For this portion of the homework, you’ll need to extend Pintos with the sbrk system call, so that your dynamic memory allocator can request memory from the operating system.

Compilation

To build the code and run the tests for this part:

cd ~/code/personal/hw-memory/pintos/src/memory
make check

Skeleton

Code for this part can be found in the pintos/src subdirectory of the hw-memory directory.

This homework builds on the Pintos userspace that you implemented in Project 1 (among some other functionality implemented which is mentioned below). Unlike Project 1, however, this is an individual assignment. You should NOT share code with your group members to complete this assignment! To simplify the logistics, we are providing a minimal implementation of the requisite functionality from Project 1 to complete this assignment. This implementation is built on an older version of Pintos, and is not a thorough implementation of the functionality from Project 1 — as such, you should complete this assignment by building on the userspace implementation that we provide you in the starter code, NOT using your group’s implementation from Project 1. That said, the nature of this assignment’s dependency on Project 1 is that, while certain features of the Pintos userspace must be working in order for this assignment to be well-formed (e.g. you have to be able to start a user process before it can request heap memory from the kernel), the code you write for this assignment will not depend directly on the implementation of Project 1 features.

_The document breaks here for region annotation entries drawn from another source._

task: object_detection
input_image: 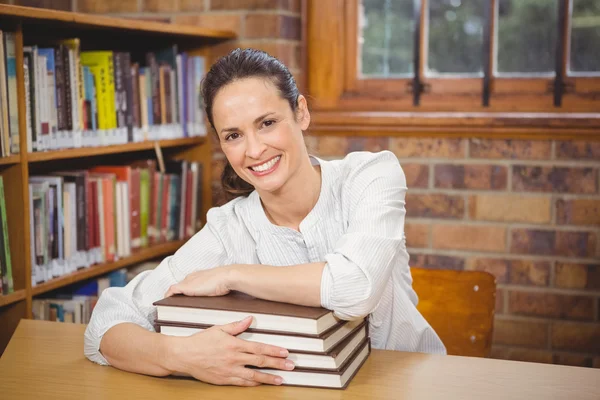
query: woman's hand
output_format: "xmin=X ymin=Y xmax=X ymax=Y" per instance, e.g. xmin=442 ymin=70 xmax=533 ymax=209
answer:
xmin=167 ymin=317 xmax=294 ymax=386
xmin=165 ymin=265 xmax=234 ymax=297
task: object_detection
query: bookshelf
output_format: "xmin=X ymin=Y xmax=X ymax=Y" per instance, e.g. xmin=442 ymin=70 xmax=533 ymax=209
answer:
xmin=0 ymin=4 xmax=235 ymax=354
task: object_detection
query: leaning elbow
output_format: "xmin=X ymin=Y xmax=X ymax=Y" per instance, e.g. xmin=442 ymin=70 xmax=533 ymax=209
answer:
xmin=334 ymin=297 xmax=377 ymax=321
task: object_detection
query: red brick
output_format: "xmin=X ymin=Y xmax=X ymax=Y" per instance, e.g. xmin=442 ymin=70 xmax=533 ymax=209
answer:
xmin=469 ymin=139 xmax=551 ymax=160
xmin=14 ymin=0 xmax=72 ymax=11
xmin=142 ymin=0 xmax=179 ymax=12
xmin=348 ymin=136 xmax=390 ymax=153
xmin=556 ymin=199 xmax=600 ymax=226
xmin=492 ymin=319 xmax=548 ymax=348
xmin=555 ymin=231 xmax=598 ymax=257
xmin=469 ymin=194 xmax=551 ymax=224
xmin=554 ymin=262 xmax=600 ymax=290
xmin=509 ymin=260 xmax=550 ymax=286
xmin=552 ymin=353 xmax=594 ymax=368
xmin=173 ymin=13 xmax=242 ymax=34
xmin=410 ymin=254 xmax=465 ymax=270
xmin=491 ymin=347 xmax=552 ymax=364
xmin=434 ymin=164 xmax=507 ymax=190
xmin=510 ymin=228 xmax=597 ymax=257
xmin=465 ymin=258 xmax=510 ymax=284
xmin=495 ymin=288 xmax=504 ymax=314
xmin=77 ymin=0 xmax=138 ymax=14
xmin=432 ymin=224 xmax=506 ymax=252
xmin=550 ymin=322 xmax=600 ymax=354
xmin=404 ymin=222 xmax=430 ymax=248
xmin=465 ymin=257 xmax=550 ymax=286
xmin=210 ymin=0 xmax=289 ymax=10
xmin=512 ymin=165 xmax=598 ymax=193
xmin=390 ymin=137 xmax=465 ymax=158
xmin=556 ymin=141 xmax=600 ymax=161
xmin=402 ymin=163 xmax=429 ymax=190
xmin=406 ymin=191 xmax=465 ymax=219
xmin=319 ymin=136 xmax=348 ymax=158
xmin=244 ymin=14 xmax=300 ymax=40
xmin=508 ymin=291 xmax=595 ymax=320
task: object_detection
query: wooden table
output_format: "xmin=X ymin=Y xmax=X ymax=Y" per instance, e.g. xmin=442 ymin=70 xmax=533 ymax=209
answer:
xmin=0 ymin=320 xmax=600 ymax=400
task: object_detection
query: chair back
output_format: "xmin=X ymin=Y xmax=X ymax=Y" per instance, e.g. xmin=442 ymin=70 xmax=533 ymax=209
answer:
xmin=411 ymin=267 xmax=496 ymax=357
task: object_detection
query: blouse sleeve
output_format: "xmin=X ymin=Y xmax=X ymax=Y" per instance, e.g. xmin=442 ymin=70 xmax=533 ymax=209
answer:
xmin=321 ymin=151 xmax=408 ymax=320
xmin=84 ymin=209 xmax=227 ymax=365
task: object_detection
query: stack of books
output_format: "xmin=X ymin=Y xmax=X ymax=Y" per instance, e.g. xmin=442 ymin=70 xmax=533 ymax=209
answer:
xmin=154 ymin=292 xmax=371 ymax=389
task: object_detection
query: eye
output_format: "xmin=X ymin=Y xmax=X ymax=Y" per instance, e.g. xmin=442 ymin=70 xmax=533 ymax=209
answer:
xmin=225 ymin=132 xmax=240 ymax=141
xmin=263 ymin=119 xmax=275 ymax=128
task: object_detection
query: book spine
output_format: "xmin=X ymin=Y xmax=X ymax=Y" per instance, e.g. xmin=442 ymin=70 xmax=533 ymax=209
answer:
xmin=121 ymin=53 xmax=135 ymax=143
xmin=60 ymin=46 xmax=74 ymax=131
xmin=0 ymin=176 xmax=14 ymax=294
xmin=113 ymin=52 xmax=127 ymax=135
xmin=4 ymin=32 xmax=19 ymax=154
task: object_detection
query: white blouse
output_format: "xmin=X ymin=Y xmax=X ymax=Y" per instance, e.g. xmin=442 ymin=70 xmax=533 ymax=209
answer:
xmin=84 ymin=151 xmax=446 ymax=364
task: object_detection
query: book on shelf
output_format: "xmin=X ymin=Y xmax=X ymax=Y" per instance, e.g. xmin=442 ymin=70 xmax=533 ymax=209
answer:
xmin=0 ymin=176 xmax=14 ymax=294
xmin=29 ymin=160 xmax=202 ymax=286
xmin=18 ymin=38 xmax=206 ymax=152
xmin=154 ymin=292 xmax=371 ymax=388
xmin=0 ymin=30 xmax=19 ymax=157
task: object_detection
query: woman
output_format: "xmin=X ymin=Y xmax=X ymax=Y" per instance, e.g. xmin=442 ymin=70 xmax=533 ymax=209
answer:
xmin=85 ymin=49 xmax=445 ymax=386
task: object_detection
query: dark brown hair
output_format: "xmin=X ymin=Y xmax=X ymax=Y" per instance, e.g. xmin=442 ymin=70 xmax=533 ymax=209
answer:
xmin=202 ymin=49 xmax=300 ymax=200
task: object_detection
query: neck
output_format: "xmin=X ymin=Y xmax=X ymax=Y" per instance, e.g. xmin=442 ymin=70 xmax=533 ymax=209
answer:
xmin=259 ymin=158 xmax=321 ymax=230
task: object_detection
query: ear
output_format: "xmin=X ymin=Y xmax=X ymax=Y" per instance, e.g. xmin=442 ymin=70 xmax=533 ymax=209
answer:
xmin=296 ymin=95 xmax=310 ymax=131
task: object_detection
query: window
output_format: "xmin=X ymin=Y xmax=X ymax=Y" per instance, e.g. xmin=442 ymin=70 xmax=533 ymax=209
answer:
xmin=306 ymin=0 xmax=600 ymax=125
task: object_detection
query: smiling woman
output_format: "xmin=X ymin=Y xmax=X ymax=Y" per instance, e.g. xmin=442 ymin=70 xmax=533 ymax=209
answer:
xmin=85 ymin=49 xmax=445 ymax=386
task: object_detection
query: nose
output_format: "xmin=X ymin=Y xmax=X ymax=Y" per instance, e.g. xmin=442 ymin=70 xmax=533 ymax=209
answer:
xmin=246 ymin=133 xmax=267 ymax=160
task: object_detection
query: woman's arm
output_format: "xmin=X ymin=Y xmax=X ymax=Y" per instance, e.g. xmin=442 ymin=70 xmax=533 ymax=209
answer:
xmin=167 ymin=152 xmax=408 ymax=319
xmin=100 ymin=318 xmax=294 ymax=386
xmin=84 ymin=216 xmax=293 ymax=386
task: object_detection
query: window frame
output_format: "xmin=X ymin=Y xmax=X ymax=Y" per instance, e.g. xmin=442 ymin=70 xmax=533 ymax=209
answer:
xmin=303 ymin=0 xmax=600 ymax=140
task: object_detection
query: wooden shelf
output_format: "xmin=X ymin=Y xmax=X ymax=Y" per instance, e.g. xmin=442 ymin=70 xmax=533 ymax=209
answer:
xmin=31 ymin=240 xmax=185 ymax=296
xmin=27 ymin=136 xmax=205 ymax=163
xmin=0 ymin=4 xmax=236 ymax=39
xmin=0 ymin=154 xmax=21 ymax=165
xmin=0 ymin=289 xmax=26 ymax=307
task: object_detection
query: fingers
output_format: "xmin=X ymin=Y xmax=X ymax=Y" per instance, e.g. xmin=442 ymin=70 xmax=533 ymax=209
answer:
xmin=238 ymin=339 xmax=289 ymax=358
xmin=216 ymin=316 xmax=252 ymax=336
xmin=165 ymin=284 xmax=183 ymax=297
xmin=233 ymin=368 xmax=283 ymax=385
xmin=239 ymin=353 xmax=295 ymax=371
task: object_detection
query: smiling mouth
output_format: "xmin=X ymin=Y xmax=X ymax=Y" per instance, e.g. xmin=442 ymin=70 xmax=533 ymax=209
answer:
xmin=248 ymin=156 xmax=281 ymax=173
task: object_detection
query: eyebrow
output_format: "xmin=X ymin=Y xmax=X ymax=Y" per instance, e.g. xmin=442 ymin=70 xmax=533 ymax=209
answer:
xmin=221 ymin=111 xmax=275 ymax=133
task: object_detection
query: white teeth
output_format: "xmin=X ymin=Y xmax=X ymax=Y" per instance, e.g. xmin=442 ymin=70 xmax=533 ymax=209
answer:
xmin=250 ymin=156 xmax=281 ymax=172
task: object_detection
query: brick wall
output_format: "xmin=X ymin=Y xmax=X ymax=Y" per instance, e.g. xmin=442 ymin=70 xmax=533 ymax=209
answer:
xmin=300 ymin=137 xmax=600 ymax=367
xmin=10 ymin=0 xmax=600 ymax=367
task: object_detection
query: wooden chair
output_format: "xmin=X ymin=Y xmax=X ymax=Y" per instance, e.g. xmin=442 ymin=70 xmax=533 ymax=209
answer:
xmin=411 ymin=267 xmax=496 ymax=357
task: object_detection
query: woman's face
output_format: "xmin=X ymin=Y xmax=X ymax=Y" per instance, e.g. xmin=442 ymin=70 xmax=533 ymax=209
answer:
xmin=213 ymin=78 xmax=310 ymax=193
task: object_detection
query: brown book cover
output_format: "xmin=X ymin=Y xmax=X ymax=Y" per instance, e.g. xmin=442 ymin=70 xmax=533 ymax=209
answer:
xmin=153 ymin=292 xmax=331 ymax=320
xmin=154 ymin=319 xmax=365 ymax=340
xmin=252 ymin=339 xmax=371 ymax=390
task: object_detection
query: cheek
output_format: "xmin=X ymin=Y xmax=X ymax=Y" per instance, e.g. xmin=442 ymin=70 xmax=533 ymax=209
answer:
xmin=221 ymin=145 xmax=245 ymax=169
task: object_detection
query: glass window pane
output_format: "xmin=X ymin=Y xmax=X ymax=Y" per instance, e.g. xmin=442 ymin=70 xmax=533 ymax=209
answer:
xmin=427 ymin=0 xmax=487 ymax=76
xmin=569 ymin=0 xmax=600 ymax=72
xmin=360 ymin=0 xmax=415 ymax=78
xmin=496 ymin=0 xmax=562 ymax=75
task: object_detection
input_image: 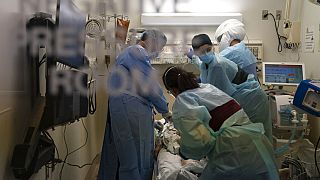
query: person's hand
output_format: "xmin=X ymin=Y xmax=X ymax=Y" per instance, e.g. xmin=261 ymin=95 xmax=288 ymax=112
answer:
xmin=162 ymin=111 xmax=172 ymax=123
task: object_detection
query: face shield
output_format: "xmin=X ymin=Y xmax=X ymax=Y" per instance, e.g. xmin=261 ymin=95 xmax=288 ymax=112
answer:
xmin=144 ymin=30 xmax=167 ymax=59
xmin=214 ymin=19 xmax=246 ymax=52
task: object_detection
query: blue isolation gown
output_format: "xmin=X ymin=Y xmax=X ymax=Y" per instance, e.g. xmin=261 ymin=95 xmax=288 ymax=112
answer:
xmin=200 ymin=54 xmax=272 ymax=142
xmin=172 ymin=84 xmax=279 ymax=180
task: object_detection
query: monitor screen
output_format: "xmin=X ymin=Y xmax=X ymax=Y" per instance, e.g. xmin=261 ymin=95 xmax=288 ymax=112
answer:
xmin=55 ymin=0 xmax=86 ymax=68
xmin=262 ymin=62 xmax=305 ymax=85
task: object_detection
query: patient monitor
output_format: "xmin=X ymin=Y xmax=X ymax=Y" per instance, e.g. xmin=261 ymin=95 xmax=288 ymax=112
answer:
xmin=262 ymin=62 xmax=305 ymax=86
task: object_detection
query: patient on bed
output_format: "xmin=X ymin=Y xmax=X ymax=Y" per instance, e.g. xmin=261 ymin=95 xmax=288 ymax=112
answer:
xmin=155 ymin=123 xmax=207 ymax=180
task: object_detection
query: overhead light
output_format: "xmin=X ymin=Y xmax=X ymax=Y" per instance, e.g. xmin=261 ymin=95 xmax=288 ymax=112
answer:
xmin=141 ymin=13 xmax=242 ymax=26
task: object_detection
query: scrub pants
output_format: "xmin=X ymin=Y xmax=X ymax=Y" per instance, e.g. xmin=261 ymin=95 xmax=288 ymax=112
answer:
xmin=97 ymin=94 xmax=154 ymax=180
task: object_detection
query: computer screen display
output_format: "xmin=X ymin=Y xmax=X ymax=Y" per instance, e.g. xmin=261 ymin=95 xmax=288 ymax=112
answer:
xmin=262 ymin=62 xmax=305 ymax=85
xmin=55 ymin=0 xmax=86 ymax=68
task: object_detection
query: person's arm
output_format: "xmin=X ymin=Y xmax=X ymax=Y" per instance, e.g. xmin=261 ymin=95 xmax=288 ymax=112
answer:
xmin=172 ymin=97 xmax=215 ymax=160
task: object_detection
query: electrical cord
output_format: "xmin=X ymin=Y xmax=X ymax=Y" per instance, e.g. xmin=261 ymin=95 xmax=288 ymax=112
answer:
xmin=314 ymin=136 xmax=320 ymax=176
xmin=265 ymin=13 xmax=287 ymax=52
xmin=59 ymin=125 xmax=69 ymax=180
xmin=58 ymin=119 xmax=92 ymax=180
xmin=89 ymin=68 xmax=97 ymax=114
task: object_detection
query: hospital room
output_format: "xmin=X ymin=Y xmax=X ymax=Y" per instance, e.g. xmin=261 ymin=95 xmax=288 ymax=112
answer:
xmin=0 ymin=0 xmax=320 ymax=180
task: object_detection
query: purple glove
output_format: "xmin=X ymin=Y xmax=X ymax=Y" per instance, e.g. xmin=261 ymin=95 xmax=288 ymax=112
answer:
xmin=187 ymin=49 xmax=194 ymax=59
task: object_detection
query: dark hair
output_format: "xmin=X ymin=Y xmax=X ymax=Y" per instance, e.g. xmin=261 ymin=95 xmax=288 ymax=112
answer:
xmin=162 ymin=66 xmax=200 ymax=93
xmin=192 ymin=34 xmax=212 ymax=50
xmin=140 ymin=29 xmax=167 ymax=47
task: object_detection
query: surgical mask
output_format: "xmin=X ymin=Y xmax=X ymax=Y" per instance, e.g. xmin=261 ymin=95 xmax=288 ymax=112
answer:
xmin=148 ymin=52 xmax=160 ymax=60
xmin=199 ymin=51 xmax=214 ymax=64
xmin=219 ymin=33 xmax=231 ymax=52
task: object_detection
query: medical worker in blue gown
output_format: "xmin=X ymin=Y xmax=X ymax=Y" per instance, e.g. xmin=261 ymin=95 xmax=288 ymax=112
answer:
xmin=163 ymin=67 xmax=279 ymax=180
xmin=192 ymin=34 xmax=272 ymax=141
xmin=97 ymin=30 xmax=171 ymax=180
xmin=214 ymin=19 xmax=257 ymax=79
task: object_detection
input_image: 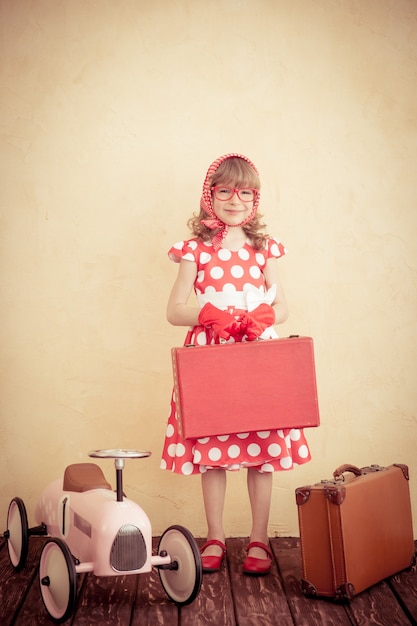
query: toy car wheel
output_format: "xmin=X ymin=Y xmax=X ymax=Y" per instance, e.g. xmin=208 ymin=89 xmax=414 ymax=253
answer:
xmin=4 ymin=498 xmax=29 ymax=572
xmin=39 ymin=538 xmax=77 ymax=622
xmin=158 ymin=526 xmax=203 ymax=605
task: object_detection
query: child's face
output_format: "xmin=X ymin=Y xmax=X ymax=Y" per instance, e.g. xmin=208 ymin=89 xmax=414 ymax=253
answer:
xmin=212 ymin=184 xmax=254 ymax=226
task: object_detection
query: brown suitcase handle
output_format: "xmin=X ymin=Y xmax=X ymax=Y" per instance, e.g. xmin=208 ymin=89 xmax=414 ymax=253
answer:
xmin=333 ymin=465 xmax=362 ymax=478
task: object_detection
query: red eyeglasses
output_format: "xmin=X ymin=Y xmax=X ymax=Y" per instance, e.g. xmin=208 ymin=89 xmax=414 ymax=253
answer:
xmin=211 ymin=185 xmax=258 ymax=202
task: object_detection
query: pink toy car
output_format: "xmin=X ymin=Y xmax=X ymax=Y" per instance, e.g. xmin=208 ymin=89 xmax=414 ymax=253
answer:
xmin=4 ymin=449 xmax=202 ymax=622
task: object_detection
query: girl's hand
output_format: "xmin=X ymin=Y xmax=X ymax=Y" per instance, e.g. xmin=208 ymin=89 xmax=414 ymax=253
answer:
xmin=242 ymin=303 xmax=275 ymax=341
xmin=198 ymin=302 xmax=240 ymax=341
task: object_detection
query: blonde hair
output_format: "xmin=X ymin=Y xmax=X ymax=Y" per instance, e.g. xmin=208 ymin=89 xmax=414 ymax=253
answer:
xmin=187 ymin=157 xmax=268 ymax=250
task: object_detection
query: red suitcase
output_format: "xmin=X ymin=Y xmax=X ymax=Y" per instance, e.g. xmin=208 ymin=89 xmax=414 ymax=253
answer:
xmin=172 ymin=336 xmax=319 ymax=439
xmin=296 ymin=464 xmax=415 ymax=600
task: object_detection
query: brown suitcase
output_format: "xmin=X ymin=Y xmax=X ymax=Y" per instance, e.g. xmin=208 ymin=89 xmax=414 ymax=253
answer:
xmin=171 ymin=336 xmax=320 ymax=439
xmin=296 ymin=464 xmax=415 ymax=600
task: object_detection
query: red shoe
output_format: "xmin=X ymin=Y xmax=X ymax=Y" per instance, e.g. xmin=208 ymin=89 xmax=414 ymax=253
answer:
xmin=200 ymin=539 xmax=226 ymax=574
xmin=243 ymin=541 xmax=272 ymax=576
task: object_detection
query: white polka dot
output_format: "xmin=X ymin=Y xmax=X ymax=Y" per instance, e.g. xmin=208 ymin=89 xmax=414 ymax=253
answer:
xmin=200 ymin=252 xmax=211 ymax=265
xmin=208 ymin=448 xmax=222 ymax=461
xmin=247 ymin=443 xmax=261 ymax=456
xmin=181 ymin=461 xmax=194 ymax=476
xmin=268 ymin=443 xmax=281 ymax=457
xmin=249 ymin=265 xmax=261 ymax=279
xmin=210 ymin=265 xmax=224 ymax=280
xmin=279 ymin=456 xmax=292 ymax=469
xmin=227 ymin=444 xmax=240 ymax=459
xmin=298 ymin=444 xmax=308 ymax=459
xmin=193 ymin=450 xmax=201 ymax=465
xmin=230 ymin=265 xmax=245 ymax=278
xmin=217 ymin=248 xmax=232 ymax=261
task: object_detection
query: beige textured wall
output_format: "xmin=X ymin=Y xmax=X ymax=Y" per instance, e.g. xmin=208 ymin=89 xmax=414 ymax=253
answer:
xmin=0 ymin=0 xmax=417 ymax=536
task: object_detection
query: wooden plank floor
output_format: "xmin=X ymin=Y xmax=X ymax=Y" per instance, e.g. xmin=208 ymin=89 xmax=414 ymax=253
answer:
xmin=0 ymin=537 xmax=417 ymax=626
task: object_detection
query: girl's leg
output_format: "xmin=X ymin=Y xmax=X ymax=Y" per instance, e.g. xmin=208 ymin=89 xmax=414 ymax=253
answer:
xmin=248 ymin=468 xmax=272 ymax=559
xmin=201 ymin=469 xmax=226 ymax=556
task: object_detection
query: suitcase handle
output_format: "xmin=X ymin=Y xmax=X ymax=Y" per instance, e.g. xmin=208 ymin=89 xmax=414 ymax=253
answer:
xmin=333 ymin=465 xmax=362 ymax=478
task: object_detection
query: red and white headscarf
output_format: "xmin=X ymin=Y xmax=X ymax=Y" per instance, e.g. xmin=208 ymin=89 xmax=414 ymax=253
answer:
xmin=200 ymin=152 xmax=260 ymax=250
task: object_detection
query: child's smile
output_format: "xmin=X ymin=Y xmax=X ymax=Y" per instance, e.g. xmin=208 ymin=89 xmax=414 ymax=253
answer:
xmin=213 ymin=193 xmax=253 ymax=226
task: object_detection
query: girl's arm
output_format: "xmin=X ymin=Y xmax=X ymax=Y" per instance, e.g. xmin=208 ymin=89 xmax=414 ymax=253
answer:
xmin=167 ymin=260 xmax=200 ymax=326
xmin=264 ymin=259 xmax=288 ymax=324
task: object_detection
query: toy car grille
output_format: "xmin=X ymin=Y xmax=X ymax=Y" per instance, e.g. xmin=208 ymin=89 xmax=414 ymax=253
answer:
xmin=110 ymin=524 xmax=146 ymax=572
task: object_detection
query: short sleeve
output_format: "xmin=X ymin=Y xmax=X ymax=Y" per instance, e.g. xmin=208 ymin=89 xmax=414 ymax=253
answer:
xmin=168 ymin=239 xmax=197 ymax=263
xmin=265 ymin=237 xmax=287 ymax=259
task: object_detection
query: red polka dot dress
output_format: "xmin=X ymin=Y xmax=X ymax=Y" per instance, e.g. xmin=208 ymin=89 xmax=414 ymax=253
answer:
xmin=161 ymin=238 xmax=311 ymax=475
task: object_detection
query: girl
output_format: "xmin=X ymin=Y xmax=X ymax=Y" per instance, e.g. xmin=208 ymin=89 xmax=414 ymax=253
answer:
xmin=161 ymin=154 xmax=310 ymax=575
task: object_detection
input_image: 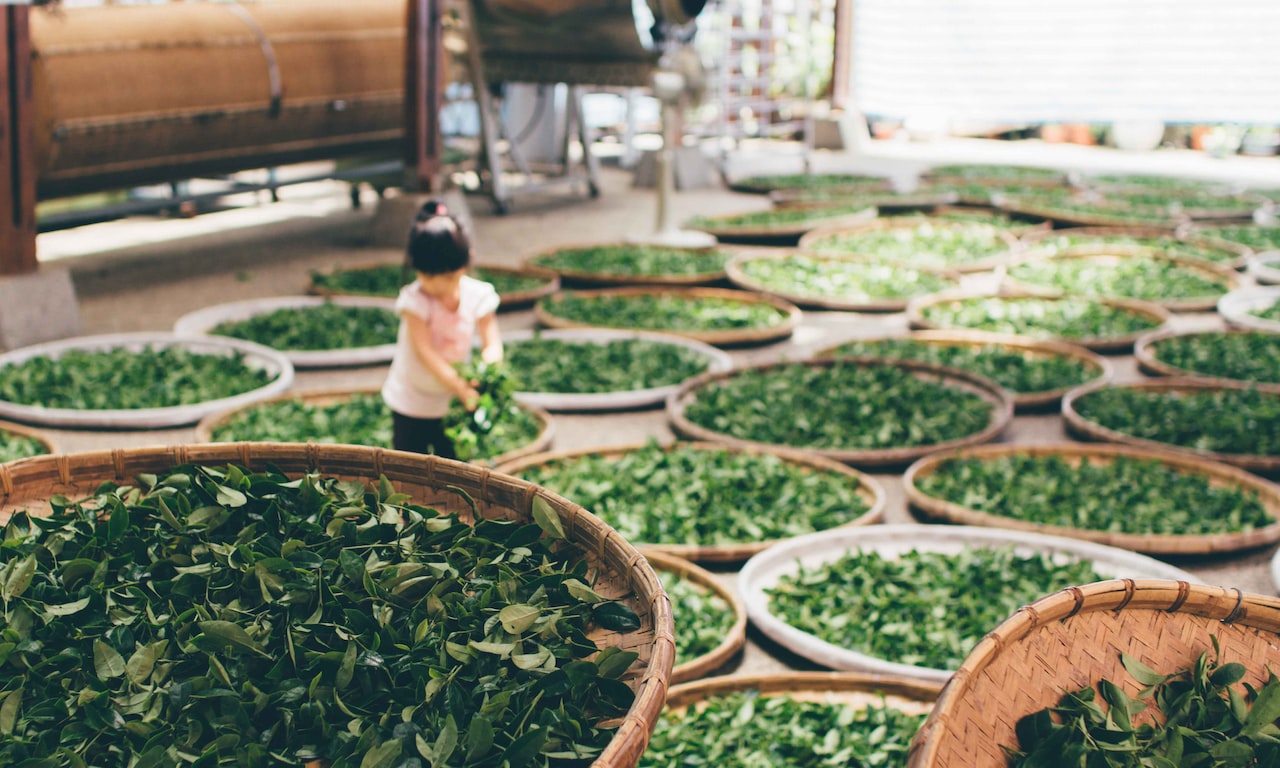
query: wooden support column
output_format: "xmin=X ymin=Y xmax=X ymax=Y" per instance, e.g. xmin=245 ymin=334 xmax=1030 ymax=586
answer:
xmin=404 ymin=0 xmax=444 ymax=192
xmin=0 ymin=5 xmax=38 ymax=275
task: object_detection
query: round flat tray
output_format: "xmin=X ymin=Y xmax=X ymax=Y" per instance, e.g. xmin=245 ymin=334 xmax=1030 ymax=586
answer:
xmin=685 ymin=206 xmax=877 ymax=244
xmin=525 ymin=243 xmax=724 ymax=285
xmin=196 ymin=389 xmax=556 ymax=466
xmin=1006 ymin=252 xmax=1240 ymax=312
xmin=0 ymin=333 xmax=293 ymax=429
xmin=902 ymin=443 xmax=1280 ymax=556
xmin=1245 ymin=251 xmax=1280 ymax=285
xmin=667 ymin=357 xmax=1014 ymax=467
xmin=814 ymin=330 xmax=1114 ymax=411
xmin=494 ymin=442 xmax=884 ymax=563
xmin=1133 ymin=328 xmax=1280 ymax=389
xmin=906 ymin=291 xmax=1169 ymax=352
xmin=739 ymin=525 xmax=1198 ymax=684
xmin=637 ymin=547 xmax=746 ymax=685
xmin=534 ymin=285 xmax=800 ymax=347
xmin=1062 ymin=379 xmax=1280 ymax=475
xmin=726 ymin=252 xmax=960 ymax=312
xmin=173 ymin=296 xmax=396 ymax=369
xmin=800 ymin=216 xmax=1020 ymax=274
xmin=1217 ymin=285 xmax=1280 ymax=333
xmin=503 ymin=328 xmax=733 ymax=411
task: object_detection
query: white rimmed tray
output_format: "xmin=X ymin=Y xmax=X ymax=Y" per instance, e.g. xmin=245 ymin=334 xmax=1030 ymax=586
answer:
xmin=0 ymin=333 xmax=293 ymax=429
xmin=739 ymin=525 xmax=1201 ymax=682
xmin=173 ymin=296 xmax=396 ymax=369
xmin=503 ymin=328 xmax=733 ymax=411
xmin=1217 ymin=285 xmax=1280 ymax=333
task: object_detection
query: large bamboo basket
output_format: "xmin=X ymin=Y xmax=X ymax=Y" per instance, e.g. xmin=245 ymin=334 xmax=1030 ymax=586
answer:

The starter code implements the following.

  1. The one-line do-nothing hack needed to complete the Project Pregame.

  2. The write system call for file descriptor 1 (stdout).

  3. The ability to open, read, write, and close a single file per process.

  4. Argument validation for the provided system calls using the page fault handler.

  5. The implementation for malloc/calloc/realloc/free in Pintos.

Notably, the provided starter code does not provide the ability to pass arguments on the command line, exec a new process, or open multiple files. We chose to implement only the above mentioned items to minimize the amount of code you would need to look over and simplify some of the implementation (discussed below).

The following are some files you may work with throughout this assignment.

threads/palloc.c

Page allocator.

threads/vaddr.h

Helper functions for working with virtual addresses in Pintos.

userprog/process.c

Loads ELF binaries, starts processes, and switches page tables on context switch. You should be familiar with this code based on your experience in Project User Programs.

userprog/pagedir.c

Manages the page tables. You probably won’t need to modify this code, but you may want to call some of these functions.

userprog/syscall.c

This is a basic system call handler that implements the system calls mentioned above.

lib/user/syscall.c

Provides library functions for user programs to invoke system calls from a C program. Each function uses inline assembly code to prepare the syscall arguments and invoke the system call. We do expect you to understand the calling conventions used for syscalls.

lib/user/stdlib.S

Provides library functions for the C standard library linked into Pintos user applications, namely implementing malloc, calloc, realloc, and free.

lib/syscall-nr.h

This file defines the syscall numbers for each syscall.

You should carefully read through the functions in thread/vaddr.h and userprog/pagedir.h, as many of them will be useful to you in this assignment.